How co-operative would my possibly ex have to be? In my ideal dream world (haha), he'd stay at his current work place and move not far away so he could help with pick ups etc. His current job would be flexible enough to allow that (he's an academic) but it's all a bit up in the air at the moment.
Of course if we split up within the next year, he'd have a year to calm down, stop hating me and maybe then he'd be mature enough to act in his children's interest by the time the degree would start.
An au pair plus or mothers help can provide more hours than a normal au pair can do, so thats worth considering.

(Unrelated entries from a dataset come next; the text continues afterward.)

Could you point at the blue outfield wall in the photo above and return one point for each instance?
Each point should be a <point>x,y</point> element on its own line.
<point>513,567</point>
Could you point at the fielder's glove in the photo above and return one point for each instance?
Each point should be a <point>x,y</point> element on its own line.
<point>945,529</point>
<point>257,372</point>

Have you joined a local FB page and explained your needs and see if there is anyone who knows of other help channels? Maybe you could also discuss the issue with the school? They might know of other channels.
My friend is an occupational therapist. She's been looking for a new job for 2 years now an there really don't seem to be a lot around here. I'd have to train in something that actually has prospects.
I hate to be the bucket of cold water, but why right now?
There are a lot of people retraining to be teachers (that's the bit I know about) in their 40s and later, could you not wait until much later to train?
Put it on hold until your children are older, your relationship is resolved and stabalised in whatever form and you aren't trying to juggle quite so many things at once?
I don't mean to be insensitive but why the rush? If there's the potential that you're not going to be with your DH for too much longer, wouldn't it be better to out off training for a couple of years, and keep your children as settled as possible during that upheaval? I don't think it seems fair to your children to split with their father, amd at the same time, or very soon after, take on a course of study which means they will potentially be all over the place being looked after.
I'm sure you're probably thinking of the long term good that this training will bring, but you need to think of your children's welfare in the short term too
I'm on all our local fb pages. But our town is not very big so I actually see all the mums that are on said pages personally. So these brains are picked. I also see the childminders. They all meet up every week at an activity that I also take my DC to. I could approach them there or maybe speak to one I see at nursery and maybe she knows who offers what. But to be honest, 70% of them you wouldn't want to leave your children with. There are a few wonderful ones, you couldn't tell from the way they interact with the children that they aren't their own but the majority... it's not good. Sometimes I wish I didn't know what I know.
Yeah, but what exactly will I live off if I leave training much longer? If I do it within the next 5 years I'll be fine financially and ready to start work properly when DC2 is in school. I'll be in my late 30s by then.
I'm actually hoping to build some sort of life for myself and the children. That won't happen if I leave this much longer. Changes to benefits, the need for me to pay into a proper pension etc, it's not wise to leave this til my 40s...
Apologies - I read that your children are 3 and 5, not that they would be when you started your course. Does the university offer any childcare? The only other way I think you can do it is au pair and a large student loan (if such thing is possible in Scotland).
'I'm getting really down about it but there's no way forward with this, is there?'
Not at the moment, I think.
Not if you are going to put your children's needs first and not have them handed from pillar to post like lost luggage, in sickness and in health.
If you can get consistent care for them organised, then go for it, but you are in your very early thirties and to me, that seems like you have a lot of work life ahead of you.
But the decision is entirely yours. Would your husband be prepared to be the resident parent, and they live with him?
You could have a really good look at job options and requirements in your area (or somewhere you'd consider moving to) and then decide what if any qualification to investigate?